The predominant question over the course of the series was if Walt was inherently good or evil and the show, right from the beginning, portrayed a multi-faceted man who (like everyone) was both. That's why he could be a man who loved his family and a selfish prick who only loved himself. A man who provided for his family and destroyed it all at once. A man who could abuse Jesse and a man who could set him free. That dichotomous nature was true not only of him but virtually every character in the show; the decent ones had obvious caveats and the bad ones had moments of benevolence.

So Walt's death ends up being a victory and a defeat. He was able to give his money to his family, always his main goal, but to do it he had to do the thing he never wanted to and turn to the charity of the Schwartz's, ensuring his children will never know it came from him. They'll get the glory. He also ensures the family's safety by dispatching Lydia and the Nazis but he's irreparably ruined their lives regardless. He gives Jesse a chance to live but what kind of fulfilling life can someone so scarred actually have?

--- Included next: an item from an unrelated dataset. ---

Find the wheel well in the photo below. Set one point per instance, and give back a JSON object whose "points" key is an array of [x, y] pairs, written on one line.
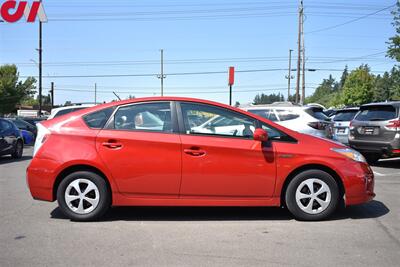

Walt appears to be at peace when he dies but to me it's coming from a pretty destitute place. He finally acknowledges his own evil but makes no true apologies for it and dies surrounded by what he loves most: the meth lab. If he feels victory it's a hollow one, even if he did dispense a measure of justice and settle the score before he left.
 
Yea I used to absolutely HATE not only the ending of The Sopranos but the entire last season but after I read that article a couple months ago I totally changed my tune. That **** is a work of art. Period.
 
If it wasn't for Gilligan specifically stating Walt died I'd still be so ****ing mad right now. I didn't get to watch it until about midnight the other night and I avoided the Internet like crazy but when I finally watched it I was instantly infuriated because I thought Walt's death was ambiguous. He's just laying there with his eyes open. Luckily, Gilligan states openly on Talking Bad that Walt died, otherwise I would've been really upset. I love his death scene but at first I was worried about how ambiguous it seemed. He could've very well still been alive and just laying there waiting for them to take him away.